Pay attention when there is a change-up to team composition. If Carl is in charge of the team, he should know that the emotional responses new starters have to their supervisor has a significant effect on their transition into the team. Making an effort to give support and make them feel in good hands is critical. More generally, when individuals find themselves working with a highly talented individual it's easy to feel intimidated and under pressure to perform comparably - especially once you've started to become familiar to each other but before you've developed an Us over I mentality. Being aware of that emotional component makes it easier to get past it, by recognising what lies behind tensions and acting as a spur to get the team on the same page sooner rather than later.
Finally Carl might want to be vocal about whether the managerial set-up works for his team.

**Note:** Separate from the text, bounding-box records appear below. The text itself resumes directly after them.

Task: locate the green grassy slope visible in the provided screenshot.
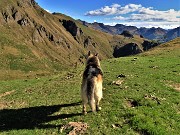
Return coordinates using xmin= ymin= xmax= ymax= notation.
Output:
xmin=0 ymin=39 xmax=180 ymax=135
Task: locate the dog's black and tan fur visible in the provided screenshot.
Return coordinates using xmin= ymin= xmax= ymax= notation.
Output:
xmin=81 ymin=52 xmax=103 ymax=114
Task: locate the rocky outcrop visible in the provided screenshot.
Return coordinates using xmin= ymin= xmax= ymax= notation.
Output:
xmin=113 ymin=43 xmax=143 ymax=58
xmin=62 ymin=20 xmax=97 ymax=48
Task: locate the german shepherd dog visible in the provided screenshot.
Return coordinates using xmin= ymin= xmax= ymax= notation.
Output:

Specifically, evidence suggests that job outcomes and experiences can suffer when managers regularly work remotely. If it appears that this is a problem for his team, perhaps he would like to have a word, with this study as backup.
A gift for Carl? How about a book of (workplace appropriate) jokes? A compelling model has been drawn suggesting that even minor incidents of humour in the workplace lead to virtuous spirals that can lift mood and create a better working environment. Here, I'll start you off: what's orange and sounds like a parrot?